AfriForum pushes for scrapping of TV licences and privatisation of SABC in parliamentary submission

Scrap TV licences and privatise the SABC. This is what the civil rights organisation AfriForum is pushing for in its comments on the South African Broadcasting Corporation SOC LTD Bill [B32-2023] which was submitted to the Portfolio Committee on Communications and Digital Technologies today. In its submission AfriForum proposes these two solutions for the SABC’s prolonged and continued struggles with funding, corruption, mismanagement and wasteful expenditure. AfriForum’s main solution proposes the privatisation of this state-owned enterprise. However, if the government rejects this decentralisation of state power, the alternative is for TV licences to be scrapped. Either way, the current dysfunctional status quo cannot continue.

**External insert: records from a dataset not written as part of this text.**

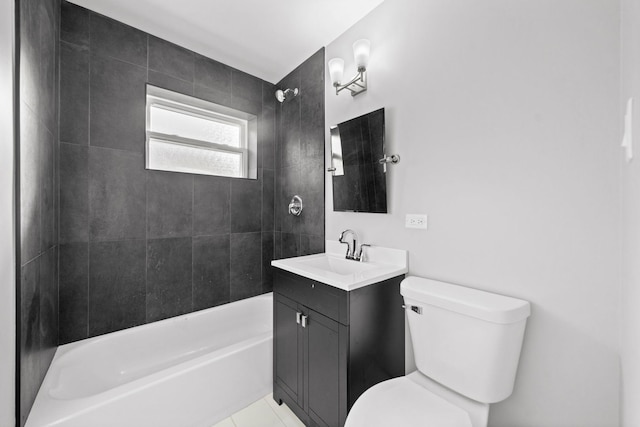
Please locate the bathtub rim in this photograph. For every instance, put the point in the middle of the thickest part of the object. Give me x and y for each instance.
(60, 409)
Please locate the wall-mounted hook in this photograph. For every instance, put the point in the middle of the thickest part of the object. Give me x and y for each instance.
(394, 158)
(295, 206)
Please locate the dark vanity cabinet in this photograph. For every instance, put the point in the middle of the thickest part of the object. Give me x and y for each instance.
(330, 345)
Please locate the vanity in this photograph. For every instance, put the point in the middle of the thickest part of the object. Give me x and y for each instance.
(338, 329)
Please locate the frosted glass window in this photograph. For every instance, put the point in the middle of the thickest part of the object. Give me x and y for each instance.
(191, 135)
(172, 122)
(164, 155)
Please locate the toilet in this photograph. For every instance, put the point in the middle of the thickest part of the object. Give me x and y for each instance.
(466, 345)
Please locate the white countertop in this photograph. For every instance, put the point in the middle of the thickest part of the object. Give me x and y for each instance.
(333, 269)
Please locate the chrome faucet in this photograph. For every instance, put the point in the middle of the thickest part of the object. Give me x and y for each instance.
(352, 246)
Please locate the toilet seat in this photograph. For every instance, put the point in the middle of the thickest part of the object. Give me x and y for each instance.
(403, 402)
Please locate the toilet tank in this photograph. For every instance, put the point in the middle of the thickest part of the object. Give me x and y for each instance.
(465, 339)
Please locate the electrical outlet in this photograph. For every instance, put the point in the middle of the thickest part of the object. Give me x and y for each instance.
(416, 221)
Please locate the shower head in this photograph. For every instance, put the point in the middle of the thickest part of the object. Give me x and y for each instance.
(283, 95)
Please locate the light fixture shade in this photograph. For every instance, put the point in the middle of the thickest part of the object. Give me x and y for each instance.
(361, 50)
(336, 70)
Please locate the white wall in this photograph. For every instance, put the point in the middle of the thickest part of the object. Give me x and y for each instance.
(7, 252)
(630, 185)
(505, 115)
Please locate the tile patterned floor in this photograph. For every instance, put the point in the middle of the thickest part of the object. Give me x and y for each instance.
(263, 413)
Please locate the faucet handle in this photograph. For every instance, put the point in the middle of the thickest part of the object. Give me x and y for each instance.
(348, 246)
(361, 255)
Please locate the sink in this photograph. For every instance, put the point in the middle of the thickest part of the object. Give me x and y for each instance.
(333, 269)
(336, 265)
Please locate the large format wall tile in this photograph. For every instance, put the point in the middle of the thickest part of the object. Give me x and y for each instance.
(211, 205)
(49, 303)
(116, 285)
(246, 202)
(48, 229)
(74, 94)
(246, 265)
(299, 159)
(169, 278)
(30, 181)
(74, 25)
(116, 195)
(30, 360)
(74, 193)
(188, 225)
(118, 98)
(74, 292)
(166, 81)
(37, 284)
(117, 40)
(169, 204)
(211, 265)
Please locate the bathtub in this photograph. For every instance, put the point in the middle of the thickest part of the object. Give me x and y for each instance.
(191, 370)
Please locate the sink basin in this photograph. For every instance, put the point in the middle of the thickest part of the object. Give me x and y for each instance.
(333, 269)
(336, 265)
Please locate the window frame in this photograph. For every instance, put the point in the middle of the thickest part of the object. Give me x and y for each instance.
(195, 107)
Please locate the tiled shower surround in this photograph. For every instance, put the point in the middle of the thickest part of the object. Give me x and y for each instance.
(37, 286)
(300, 161)
(137, 245)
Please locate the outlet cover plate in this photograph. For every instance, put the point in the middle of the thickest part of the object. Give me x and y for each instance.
(416, 221)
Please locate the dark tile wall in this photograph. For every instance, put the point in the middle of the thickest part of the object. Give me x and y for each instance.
(37, 286)
(300, 161)
(138, 246)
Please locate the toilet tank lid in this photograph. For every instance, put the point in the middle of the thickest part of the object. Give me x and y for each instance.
(471, 302)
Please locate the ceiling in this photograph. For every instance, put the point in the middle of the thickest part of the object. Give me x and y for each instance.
(266, 38)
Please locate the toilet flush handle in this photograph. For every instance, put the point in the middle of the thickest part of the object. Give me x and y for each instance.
(414, 308)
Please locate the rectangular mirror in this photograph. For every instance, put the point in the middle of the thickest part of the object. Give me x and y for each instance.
(191, 135)
(359, 180)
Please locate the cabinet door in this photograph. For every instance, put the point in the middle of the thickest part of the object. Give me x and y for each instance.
(325, 370)
(288, 337)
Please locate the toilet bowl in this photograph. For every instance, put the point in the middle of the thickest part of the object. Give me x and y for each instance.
(467, 346)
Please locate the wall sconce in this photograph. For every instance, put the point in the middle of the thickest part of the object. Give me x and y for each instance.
(357, 84)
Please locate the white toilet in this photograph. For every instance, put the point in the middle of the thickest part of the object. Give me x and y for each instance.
(466, 344)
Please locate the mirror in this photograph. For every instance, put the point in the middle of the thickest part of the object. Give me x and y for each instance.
(359, 180)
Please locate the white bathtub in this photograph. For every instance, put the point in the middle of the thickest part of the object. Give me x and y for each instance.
(187, 371)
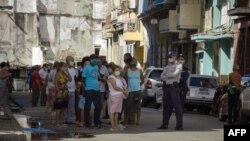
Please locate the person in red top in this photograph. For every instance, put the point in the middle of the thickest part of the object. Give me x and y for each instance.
(36, 86)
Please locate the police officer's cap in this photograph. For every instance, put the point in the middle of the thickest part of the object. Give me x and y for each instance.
(181, 55)
(172, 53)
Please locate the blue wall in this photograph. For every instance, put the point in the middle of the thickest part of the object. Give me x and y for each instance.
(143, 6)
(225, 64)
(207, 59)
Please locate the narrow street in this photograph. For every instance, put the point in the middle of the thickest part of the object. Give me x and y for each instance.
(197, 127)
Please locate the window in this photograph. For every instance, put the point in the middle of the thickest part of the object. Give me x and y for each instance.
(97, 51)
(156, 75)
(203, 82)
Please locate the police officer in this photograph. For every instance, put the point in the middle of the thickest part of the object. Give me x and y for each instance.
(171, 99)
(183, 82)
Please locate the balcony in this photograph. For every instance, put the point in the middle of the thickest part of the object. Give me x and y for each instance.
(114, 16)
(189, 15)
(131, 31)
(6, 6)
(240, 11)
(161, 3)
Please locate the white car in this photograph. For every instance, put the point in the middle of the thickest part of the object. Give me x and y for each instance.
(152, 77)
(201, 92)
(245, 79)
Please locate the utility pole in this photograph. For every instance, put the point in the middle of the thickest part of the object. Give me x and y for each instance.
(6, 7)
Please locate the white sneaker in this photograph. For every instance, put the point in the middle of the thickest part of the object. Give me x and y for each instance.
(121, 126)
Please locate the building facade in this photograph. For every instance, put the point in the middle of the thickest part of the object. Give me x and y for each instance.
(241, 29)
(122, 31)
(216, 39)
(50, 30)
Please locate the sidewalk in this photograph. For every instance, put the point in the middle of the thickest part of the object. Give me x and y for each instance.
(10, 130)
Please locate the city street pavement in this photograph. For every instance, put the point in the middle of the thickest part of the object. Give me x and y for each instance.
(197, 127)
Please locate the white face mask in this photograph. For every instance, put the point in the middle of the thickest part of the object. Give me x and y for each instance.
(117, 73)
(182, 61)
(71, 63)
(170, 60)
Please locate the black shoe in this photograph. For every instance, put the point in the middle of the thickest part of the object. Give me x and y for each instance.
(179, 129)
(105, 117)
(162, 127)
(98, 126)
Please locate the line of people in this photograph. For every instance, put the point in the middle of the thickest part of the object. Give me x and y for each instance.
(80, 95)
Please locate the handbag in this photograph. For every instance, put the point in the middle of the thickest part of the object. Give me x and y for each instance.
(231, 89)
(81, 102)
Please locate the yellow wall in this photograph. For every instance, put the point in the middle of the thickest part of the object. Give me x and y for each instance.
(139, 55)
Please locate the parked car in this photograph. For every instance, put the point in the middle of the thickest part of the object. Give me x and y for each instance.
(244, 105)
(202, 89)
(152, 77)
(159, 94)
(223, 107)
(245, 79)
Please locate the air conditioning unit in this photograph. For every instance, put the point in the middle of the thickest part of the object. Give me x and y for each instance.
(131, 27)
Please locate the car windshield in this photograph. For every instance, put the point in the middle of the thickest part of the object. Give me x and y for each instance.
(156, 75)
(203, 82)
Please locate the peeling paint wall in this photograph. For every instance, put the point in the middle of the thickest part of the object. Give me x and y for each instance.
(18, 33)
(61, 27)
(66, 28)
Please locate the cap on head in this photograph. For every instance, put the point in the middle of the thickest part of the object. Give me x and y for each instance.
(236, 67)
(172, 53)
(133, 61)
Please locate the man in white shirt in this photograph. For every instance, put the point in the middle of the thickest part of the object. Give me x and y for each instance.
(171, 76)
(104, 73)
(70, 116)
(43, 72)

In its written submission AfriForum argues that privatisation would reinvigorate the SABC and lead to better efficiency, higher quality programmes, as well as financial stability. Privatisation would also help fight corruption and mismanagement. In regard to the arguments for scrapping TV licences, AfriForum cite the sky-high rates of evasion and non-compliance, as well as the unjustifiable extra financial burden it places on poor households. AfriForum also suggests possible alternative sources of funding such as funding through partnerships, sponsorships and collaboration with private entities.

According to Ernst van Zyl, Head of Public Relations at AfriForum, the South African government has had more than enough time to turn the dire and deteriorating situation at the SABC around. It’s time for an alternative – a non-state-centric approach.

“TV licences have proved to be a woefully ineffective source of funding for the SABC. In 2022/2023 the evasion rate for paying TV licence fees stood at a staggering 87%. TV licences should therefore be scrapped and replaced with an alternative funding model that actually works. In the case of the SABC being privatised, TV licences would naturally become a thing of the past,” concludes Van Zyl.